Also ich kann nur aus meiner iranischen Community berichten: die Leute haben wirklich getrauert.
Aber ich glaube auch, dass sich die Mehrheit von denen die ich kenne - nicht mit seinem Leben befasst hat. Hat sich denn hier jemand mit ihm befasst, bevor er getötet wurde? Oder dem Iran allgemein? (ernstgemeint und neutral, falls sich das seltsam liest)
Ja, mit Iran schon (auch, weil ein früherer Freund von mir Iraner war und es unabhängig davon ein großer Traum von mir war, irgendwann mal durch das Land zu reisen). Ich bin aber nicht wirklich up-to-date. Mit Soleimani hatte ich mich nicht weiter beschäftigt, sondern immer nur gehofft, dass das Mullah-Regime irgendwann infolge grüner Revolution, Massenprotesten usw. zusammenbrechen würde.
(...)
Vielleicht hat er für einige Menschen irgendwas dargestellt? Eine Hoffnung? Ideologie? Eine Veränderung? Vielleicht haben die nicht wirklich dem Menschen, sondern dem nachgetrauert was hätte sein können wenn..

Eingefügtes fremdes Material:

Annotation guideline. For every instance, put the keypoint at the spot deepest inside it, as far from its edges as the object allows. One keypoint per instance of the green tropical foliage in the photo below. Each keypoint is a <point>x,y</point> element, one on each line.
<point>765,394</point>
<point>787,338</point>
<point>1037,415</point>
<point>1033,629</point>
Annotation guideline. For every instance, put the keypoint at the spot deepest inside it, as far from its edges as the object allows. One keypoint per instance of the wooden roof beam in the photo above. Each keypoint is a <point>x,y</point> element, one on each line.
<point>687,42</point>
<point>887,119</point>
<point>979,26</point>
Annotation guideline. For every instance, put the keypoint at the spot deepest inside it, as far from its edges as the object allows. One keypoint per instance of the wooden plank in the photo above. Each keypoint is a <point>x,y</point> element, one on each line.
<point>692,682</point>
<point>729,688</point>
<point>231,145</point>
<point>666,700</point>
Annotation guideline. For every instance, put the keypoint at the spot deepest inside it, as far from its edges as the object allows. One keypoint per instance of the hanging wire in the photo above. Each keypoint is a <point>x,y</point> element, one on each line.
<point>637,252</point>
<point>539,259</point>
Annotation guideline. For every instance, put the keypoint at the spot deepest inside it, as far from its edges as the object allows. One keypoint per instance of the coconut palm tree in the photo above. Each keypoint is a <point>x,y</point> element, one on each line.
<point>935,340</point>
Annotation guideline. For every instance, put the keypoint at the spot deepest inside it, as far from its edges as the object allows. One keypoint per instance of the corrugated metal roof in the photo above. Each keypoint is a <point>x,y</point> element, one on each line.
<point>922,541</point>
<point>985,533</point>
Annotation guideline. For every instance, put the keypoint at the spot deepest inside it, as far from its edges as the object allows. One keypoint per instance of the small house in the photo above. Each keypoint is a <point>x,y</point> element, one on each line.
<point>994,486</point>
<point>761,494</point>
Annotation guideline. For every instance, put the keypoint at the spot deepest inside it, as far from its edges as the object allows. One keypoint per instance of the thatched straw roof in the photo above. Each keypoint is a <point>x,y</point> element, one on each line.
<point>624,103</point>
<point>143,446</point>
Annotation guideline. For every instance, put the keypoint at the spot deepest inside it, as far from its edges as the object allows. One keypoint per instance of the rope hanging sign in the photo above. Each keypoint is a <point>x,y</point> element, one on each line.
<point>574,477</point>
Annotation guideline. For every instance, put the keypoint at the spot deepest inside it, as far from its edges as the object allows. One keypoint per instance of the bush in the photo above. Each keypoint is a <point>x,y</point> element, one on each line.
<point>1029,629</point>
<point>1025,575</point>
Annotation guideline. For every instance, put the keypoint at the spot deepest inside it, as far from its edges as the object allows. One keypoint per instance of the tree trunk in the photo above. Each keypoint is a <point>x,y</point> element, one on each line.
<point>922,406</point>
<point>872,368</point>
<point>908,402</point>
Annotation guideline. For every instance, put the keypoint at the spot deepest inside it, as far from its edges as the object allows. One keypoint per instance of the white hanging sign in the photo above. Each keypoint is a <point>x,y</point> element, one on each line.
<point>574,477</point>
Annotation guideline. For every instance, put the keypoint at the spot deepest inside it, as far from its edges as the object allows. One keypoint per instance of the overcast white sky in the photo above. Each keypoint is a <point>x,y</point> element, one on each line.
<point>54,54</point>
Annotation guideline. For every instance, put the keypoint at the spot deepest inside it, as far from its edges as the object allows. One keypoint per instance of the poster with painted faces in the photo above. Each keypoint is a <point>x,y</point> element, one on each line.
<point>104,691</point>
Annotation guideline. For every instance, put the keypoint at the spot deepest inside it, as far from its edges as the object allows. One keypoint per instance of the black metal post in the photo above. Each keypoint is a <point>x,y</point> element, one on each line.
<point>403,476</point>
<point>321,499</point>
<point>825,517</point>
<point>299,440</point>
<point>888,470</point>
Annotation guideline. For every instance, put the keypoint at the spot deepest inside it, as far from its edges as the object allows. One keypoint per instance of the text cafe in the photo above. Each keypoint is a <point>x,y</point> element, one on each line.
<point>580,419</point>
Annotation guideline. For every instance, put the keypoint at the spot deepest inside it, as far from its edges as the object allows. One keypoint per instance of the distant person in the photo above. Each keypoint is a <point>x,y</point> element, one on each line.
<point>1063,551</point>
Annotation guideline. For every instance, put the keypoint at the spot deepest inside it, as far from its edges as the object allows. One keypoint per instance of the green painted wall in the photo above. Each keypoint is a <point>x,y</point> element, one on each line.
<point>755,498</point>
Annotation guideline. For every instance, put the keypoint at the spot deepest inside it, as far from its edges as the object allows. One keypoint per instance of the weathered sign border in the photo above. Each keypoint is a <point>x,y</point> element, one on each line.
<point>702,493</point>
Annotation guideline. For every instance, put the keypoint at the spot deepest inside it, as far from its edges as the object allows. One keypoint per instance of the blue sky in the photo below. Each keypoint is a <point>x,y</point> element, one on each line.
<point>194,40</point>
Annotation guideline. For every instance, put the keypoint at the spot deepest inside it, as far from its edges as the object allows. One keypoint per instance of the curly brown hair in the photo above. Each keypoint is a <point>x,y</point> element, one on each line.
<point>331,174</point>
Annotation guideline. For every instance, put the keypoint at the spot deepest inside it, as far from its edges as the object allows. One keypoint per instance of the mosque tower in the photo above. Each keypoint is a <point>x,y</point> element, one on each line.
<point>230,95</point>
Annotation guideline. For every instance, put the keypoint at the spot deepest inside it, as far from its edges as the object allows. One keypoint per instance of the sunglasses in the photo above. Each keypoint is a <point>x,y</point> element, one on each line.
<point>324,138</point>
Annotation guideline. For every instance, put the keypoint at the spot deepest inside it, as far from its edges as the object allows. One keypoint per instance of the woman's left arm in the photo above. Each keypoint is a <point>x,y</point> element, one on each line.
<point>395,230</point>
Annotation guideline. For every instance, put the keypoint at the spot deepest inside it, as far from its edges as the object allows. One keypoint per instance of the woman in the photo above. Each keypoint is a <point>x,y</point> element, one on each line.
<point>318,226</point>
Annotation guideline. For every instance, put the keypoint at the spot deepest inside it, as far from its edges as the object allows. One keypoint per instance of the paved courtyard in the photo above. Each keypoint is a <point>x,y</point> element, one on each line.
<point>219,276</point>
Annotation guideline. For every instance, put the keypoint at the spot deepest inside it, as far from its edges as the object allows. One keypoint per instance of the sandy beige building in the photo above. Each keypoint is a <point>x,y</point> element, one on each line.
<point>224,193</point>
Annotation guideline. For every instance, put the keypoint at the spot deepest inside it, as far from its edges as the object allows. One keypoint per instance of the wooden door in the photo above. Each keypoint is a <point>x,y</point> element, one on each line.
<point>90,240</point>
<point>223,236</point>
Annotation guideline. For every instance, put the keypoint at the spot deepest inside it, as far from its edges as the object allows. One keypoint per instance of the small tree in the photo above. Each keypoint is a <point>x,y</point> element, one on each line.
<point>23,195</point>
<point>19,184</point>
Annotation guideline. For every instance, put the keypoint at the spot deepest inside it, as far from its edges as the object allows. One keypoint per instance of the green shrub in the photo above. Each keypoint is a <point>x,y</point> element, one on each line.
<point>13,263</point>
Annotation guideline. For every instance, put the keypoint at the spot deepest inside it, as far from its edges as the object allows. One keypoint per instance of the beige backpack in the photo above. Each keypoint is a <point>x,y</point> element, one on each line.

Interessant, dass Du das anschneidest. Mir fiel nach seinem Tod auf, dass er einerseits regelrecht glorifiziert und andererseits dämonisiert wurde und wird. Beim Teheraner Regime wundert die Glorifizierung nicht. Aber ein Teil der Linken im Westen (
"Regressive Left") neigen nach meinen Wahrnehmungen ebenfalls zu verklärenden Betrachtungsweisen - sei es aus platten, grundsätzlich antiamerikanischen Ressentiments oder einem romantischen Hang zu David-gegen-Goliath-Szenarien.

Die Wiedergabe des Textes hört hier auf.